With the increase in propensity score modeling reported in the medical literature, there is a clear need for researchers to be transparent with their methods to facilitate peer review. In fact, there are several publicly available best practice guidelines, some specific to cancer research, that address this issue.15,16,17 All agree that authors should state their rationale for selecting their statistical methods and model variables, how they address missing data in their cohort, diagnostics used for assessing the regression model, and how adjustment/propensity scores change treatment effects from the baseline cohort. Unfortunately for the reader, the details of the present study’s analyses are not shown, their models assumptions and performance left unstated, and the treatment effects unclear since they mention both inverse-probability weighting and adjustment after propensity matching. The reader is left with the conclusion that patients selected for primary site surgery do better than those treated with systemic therapy alone, which is contradicted by RCTs. What remains unclear is whether their methodology was strong enough to underscore their conclusion that in the subset of HER2-enriched patients, RCT data should be disregarded in favor of their cohort data.

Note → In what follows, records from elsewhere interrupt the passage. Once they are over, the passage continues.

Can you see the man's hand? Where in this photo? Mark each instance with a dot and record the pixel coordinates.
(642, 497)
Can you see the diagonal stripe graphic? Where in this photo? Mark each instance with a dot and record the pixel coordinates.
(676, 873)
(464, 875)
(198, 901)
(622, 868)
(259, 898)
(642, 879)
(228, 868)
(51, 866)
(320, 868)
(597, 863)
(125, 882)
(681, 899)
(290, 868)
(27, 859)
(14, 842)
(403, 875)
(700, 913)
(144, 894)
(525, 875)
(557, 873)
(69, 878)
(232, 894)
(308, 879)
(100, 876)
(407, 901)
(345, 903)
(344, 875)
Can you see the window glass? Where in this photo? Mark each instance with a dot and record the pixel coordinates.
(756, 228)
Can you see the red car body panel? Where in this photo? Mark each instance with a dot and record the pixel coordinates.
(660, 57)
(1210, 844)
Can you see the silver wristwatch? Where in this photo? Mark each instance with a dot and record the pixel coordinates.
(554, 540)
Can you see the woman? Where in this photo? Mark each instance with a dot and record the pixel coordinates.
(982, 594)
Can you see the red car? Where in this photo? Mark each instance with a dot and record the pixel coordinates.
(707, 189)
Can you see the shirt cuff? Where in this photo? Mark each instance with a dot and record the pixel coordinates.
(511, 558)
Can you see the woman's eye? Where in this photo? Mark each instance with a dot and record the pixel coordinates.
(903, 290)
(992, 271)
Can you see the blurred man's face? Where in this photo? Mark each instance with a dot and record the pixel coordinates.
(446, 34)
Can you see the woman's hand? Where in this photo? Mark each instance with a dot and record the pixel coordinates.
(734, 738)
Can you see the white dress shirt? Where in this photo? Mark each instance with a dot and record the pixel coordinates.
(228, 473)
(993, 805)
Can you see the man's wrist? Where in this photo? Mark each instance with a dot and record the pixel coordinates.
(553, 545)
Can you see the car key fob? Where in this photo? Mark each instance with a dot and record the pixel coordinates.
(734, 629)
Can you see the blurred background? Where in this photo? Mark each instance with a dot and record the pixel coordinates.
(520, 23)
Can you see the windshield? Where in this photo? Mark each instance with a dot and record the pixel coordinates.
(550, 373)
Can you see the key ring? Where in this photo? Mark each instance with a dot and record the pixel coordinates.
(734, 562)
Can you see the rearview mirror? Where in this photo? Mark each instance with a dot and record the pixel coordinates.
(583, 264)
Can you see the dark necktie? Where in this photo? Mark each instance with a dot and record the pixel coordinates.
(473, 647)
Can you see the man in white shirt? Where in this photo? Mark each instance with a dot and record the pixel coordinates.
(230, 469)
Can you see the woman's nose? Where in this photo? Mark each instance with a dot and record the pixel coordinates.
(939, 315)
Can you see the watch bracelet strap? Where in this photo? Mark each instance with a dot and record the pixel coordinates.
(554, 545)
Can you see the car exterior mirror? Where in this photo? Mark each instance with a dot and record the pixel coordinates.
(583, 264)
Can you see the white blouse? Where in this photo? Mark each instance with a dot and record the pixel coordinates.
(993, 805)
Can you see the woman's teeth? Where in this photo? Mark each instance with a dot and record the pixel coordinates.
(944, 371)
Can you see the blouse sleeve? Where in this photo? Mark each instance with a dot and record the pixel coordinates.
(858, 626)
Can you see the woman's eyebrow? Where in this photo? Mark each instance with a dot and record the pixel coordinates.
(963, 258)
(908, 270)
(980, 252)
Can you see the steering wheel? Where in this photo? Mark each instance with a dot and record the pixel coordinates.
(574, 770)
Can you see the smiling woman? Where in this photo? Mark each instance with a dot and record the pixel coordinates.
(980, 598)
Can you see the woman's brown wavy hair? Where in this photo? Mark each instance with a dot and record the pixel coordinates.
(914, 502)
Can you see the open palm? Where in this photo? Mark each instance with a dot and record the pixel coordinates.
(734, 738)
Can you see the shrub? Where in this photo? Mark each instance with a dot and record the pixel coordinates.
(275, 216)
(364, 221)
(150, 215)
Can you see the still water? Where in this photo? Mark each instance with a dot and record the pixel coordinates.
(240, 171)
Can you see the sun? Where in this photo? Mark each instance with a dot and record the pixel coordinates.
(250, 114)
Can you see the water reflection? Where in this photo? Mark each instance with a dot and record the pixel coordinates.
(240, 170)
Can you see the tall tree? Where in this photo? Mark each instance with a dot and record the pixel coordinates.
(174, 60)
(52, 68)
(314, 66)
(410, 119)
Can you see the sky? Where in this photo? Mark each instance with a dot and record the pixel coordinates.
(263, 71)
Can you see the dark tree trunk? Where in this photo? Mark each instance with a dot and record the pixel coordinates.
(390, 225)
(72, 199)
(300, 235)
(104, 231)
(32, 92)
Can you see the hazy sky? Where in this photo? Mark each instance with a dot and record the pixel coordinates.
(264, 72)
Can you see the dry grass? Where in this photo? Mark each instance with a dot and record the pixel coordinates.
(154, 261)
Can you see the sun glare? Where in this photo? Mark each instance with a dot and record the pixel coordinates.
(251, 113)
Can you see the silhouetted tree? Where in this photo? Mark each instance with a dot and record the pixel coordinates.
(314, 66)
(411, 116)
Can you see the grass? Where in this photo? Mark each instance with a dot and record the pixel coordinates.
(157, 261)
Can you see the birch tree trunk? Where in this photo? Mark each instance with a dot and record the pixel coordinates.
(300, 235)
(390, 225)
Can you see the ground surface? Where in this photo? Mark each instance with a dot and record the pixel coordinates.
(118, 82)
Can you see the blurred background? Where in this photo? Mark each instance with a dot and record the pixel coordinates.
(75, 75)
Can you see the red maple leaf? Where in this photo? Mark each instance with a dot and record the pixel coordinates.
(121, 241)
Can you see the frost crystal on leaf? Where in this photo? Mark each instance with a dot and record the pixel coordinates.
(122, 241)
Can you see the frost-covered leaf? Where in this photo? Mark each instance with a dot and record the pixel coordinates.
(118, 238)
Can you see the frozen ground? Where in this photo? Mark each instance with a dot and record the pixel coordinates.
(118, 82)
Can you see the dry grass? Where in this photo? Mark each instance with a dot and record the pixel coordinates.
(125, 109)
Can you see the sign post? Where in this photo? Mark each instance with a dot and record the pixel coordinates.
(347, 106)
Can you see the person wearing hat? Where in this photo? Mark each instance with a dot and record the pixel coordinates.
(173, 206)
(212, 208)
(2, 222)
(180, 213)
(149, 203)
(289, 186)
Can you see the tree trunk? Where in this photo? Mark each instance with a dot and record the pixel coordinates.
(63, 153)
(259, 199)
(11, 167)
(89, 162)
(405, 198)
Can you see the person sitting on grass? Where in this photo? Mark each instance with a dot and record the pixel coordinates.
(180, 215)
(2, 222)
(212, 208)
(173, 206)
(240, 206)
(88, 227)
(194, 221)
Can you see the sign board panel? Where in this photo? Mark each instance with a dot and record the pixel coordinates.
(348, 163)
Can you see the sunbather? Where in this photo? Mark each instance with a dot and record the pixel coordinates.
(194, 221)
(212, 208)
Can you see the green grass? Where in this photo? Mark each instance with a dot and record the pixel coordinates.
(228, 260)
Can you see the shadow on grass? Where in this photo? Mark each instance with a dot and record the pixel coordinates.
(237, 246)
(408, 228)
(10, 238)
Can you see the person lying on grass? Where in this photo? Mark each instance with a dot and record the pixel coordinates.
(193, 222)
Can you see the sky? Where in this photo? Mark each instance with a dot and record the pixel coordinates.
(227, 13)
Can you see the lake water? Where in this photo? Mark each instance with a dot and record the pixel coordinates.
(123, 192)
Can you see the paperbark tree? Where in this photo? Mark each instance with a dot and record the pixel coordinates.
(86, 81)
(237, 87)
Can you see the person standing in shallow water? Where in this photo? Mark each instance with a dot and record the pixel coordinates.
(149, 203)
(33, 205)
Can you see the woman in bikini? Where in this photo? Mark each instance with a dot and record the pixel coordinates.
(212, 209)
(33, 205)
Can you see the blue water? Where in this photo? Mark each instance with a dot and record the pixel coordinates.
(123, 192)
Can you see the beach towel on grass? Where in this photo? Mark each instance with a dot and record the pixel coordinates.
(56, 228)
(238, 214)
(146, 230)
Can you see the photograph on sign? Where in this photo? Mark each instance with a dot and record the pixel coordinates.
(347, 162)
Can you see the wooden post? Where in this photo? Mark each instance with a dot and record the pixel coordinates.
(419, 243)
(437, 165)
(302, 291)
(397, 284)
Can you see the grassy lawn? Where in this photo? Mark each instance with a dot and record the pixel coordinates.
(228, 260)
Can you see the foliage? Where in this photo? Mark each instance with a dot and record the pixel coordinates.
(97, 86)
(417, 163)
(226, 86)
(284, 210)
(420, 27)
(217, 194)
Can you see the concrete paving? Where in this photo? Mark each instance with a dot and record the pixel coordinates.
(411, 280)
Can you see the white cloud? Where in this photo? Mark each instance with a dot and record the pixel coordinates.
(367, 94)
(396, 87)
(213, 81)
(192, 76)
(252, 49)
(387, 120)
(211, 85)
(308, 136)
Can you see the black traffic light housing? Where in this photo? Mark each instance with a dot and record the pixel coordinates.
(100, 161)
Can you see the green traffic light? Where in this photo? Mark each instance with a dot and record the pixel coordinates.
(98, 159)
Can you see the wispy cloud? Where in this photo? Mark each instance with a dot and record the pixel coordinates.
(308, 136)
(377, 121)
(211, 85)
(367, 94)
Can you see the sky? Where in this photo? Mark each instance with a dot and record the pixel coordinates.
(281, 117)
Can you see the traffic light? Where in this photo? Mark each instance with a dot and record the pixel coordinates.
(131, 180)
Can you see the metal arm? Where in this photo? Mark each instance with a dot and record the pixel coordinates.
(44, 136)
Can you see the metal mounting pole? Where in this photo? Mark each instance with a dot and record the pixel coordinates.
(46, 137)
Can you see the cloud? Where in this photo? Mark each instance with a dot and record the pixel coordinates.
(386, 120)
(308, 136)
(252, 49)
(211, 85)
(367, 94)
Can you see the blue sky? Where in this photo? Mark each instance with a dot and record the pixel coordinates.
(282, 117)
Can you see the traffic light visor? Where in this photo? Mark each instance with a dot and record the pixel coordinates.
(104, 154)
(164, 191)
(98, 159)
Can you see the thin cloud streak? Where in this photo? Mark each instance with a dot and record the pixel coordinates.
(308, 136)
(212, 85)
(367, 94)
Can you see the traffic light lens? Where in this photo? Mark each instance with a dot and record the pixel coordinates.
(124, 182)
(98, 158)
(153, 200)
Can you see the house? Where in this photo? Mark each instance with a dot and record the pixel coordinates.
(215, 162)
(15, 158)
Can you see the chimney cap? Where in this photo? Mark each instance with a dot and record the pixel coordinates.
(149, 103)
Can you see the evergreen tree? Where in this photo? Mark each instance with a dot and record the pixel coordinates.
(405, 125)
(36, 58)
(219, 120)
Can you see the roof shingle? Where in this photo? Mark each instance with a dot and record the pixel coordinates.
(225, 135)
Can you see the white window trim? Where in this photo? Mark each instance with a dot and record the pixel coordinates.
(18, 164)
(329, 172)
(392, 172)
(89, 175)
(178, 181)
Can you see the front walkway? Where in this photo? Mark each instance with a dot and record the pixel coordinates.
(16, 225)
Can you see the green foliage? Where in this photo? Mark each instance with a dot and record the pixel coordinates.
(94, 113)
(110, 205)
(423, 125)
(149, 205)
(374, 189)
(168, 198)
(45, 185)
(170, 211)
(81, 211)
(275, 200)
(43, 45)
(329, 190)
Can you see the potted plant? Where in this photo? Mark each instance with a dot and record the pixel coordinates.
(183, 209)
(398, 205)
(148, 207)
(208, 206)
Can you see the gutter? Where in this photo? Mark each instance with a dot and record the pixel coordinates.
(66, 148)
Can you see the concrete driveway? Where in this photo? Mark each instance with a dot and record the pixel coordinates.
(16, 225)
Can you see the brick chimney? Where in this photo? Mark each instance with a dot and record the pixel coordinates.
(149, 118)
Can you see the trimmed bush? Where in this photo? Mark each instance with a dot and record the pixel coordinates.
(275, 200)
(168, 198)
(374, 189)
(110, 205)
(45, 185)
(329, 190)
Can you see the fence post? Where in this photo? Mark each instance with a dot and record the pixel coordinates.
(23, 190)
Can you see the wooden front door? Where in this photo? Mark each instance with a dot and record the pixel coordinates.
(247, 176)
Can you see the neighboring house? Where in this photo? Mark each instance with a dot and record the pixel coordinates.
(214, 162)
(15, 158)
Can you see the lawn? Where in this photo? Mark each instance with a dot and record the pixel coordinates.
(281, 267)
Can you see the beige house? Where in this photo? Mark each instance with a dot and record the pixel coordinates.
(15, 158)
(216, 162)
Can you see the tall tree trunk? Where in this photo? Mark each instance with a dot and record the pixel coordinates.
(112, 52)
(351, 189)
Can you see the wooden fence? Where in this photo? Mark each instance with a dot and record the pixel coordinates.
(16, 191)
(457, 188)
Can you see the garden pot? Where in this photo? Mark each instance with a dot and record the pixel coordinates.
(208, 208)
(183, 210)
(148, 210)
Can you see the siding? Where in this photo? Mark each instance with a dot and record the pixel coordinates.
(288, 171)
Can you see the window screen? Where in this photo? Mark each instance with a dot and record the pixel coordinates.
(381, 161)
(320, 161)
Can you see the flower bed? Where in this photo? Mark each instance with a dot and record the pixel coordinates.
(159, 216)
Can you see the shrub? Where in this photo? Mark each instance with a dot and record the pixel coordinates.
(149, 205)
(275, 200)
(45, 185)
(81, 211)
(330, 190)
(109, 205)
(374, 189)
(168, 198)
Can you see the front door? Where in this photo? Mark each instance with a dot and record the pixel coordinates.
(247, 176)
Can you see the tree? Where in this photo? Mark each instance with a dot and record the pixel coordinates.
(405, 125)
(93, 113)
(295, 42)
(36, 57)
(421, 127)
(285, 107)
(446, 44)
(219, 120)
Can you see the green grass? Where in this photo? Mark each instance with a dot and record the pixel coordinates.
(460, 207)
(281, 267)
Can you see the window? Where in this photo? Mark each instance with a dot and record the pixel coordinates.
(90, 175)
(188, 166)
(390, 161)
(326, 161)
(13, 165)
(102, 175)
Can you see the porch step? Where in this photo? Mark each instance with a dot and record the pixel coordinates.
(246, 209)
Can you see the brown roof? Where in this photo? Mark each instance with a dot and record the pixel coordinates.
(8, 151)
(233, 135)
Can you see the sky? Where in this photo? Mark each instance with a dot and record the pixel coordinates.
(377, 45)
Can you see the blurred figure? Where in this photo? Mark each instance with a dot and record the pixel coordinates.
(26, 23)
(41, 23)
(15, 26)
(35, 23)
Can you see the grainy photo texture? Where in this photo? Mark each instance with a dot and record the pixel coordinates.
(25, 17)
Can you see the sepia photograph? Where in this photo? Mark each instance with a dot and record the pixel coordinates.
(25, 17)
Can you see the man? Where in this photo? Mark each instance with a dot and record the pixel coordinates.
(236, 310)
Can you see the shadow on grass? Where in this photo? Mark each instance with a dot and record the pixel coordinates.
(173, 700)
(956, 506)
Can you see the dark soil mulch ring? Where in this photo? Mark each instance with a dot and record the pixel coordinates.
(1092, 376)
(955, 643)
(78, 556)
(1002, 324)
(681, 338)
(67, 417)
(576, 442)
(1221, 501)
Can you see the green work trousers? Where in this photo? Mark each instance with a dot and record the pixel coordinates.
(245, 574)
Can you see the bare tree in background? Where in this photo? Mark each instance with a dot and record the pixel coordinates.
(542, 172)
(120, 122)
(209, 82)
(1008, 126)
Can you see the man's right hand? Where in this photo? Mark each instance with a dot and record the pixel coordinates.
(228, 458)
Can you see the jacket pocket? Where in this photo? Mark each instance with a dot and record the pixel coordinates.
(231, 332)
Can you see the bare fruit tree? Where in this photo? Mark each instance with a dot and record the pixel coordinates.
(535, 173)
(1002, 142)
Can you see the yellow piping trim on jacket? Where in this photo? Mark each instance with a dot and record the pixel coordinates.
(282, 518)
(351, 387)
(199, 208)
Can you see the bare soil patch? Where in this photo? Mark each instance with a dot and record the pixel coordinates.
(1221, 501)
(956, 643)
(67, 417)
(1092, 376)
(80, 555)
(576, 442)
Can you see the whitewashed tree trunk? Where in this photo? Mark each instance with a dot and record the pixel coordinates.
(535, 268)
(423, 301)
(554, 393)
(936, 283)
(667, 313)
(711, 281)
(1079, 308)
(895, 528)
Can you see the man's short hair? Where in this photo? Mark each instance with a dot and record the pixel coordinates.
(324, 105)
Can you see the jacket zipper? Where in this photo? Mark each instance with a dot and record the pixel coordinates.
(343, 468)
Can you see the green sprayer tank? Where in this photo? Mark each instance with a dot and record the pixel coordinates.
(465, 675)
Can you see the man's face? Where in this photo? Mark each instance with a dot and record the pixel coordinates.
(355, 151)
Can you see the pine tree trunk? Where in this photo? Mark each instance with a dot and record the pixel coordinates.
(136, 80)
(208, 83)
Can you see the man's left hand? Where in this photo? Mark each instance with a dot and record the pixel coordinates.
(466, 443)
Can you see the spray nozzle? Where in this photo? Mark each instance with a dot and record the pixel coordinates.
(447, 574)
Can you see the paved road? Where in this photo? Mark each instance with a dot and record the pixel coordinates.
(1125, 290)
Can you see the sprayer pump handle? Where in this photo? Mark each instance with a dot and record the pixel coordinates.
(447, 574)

The authors use the word ‘impact’ in the title, implying a causal link between surgery and survival in this setting implies. This wording is problematic because the majority of physicians and surgeons treating patients with breast cancer are not trained extensively in statistical methods to independently develop a nuanced understanding of the limitations of these data. It is easy to imagine a situation where someone would conclude, based on the study’s title and presentation, that primary site surgery should be offered to patients with metastatic HER2-amplified breast cancer, and counsel the patient that they are expected to live longer with that approach. This is not supported by the data and is a potentially dangerous strategy. To be clear, we do not advocate for withholding primary site surgery in metastatic disease, rather we advocate that discussions on the matter should not cite survival benefits that are unproven in RCTs and are unsubstantiated by opaque analyses of cohort data.

Surgery in the setting of metastatic disease is an exercise in patient selection, and we as a surgical community have generally been excellent in selecting the right patients. However, to derive the most accurate estimate of surgery’s value (and not the surgeon’s selection) we need carefully conducted and honestly reported cohort studies.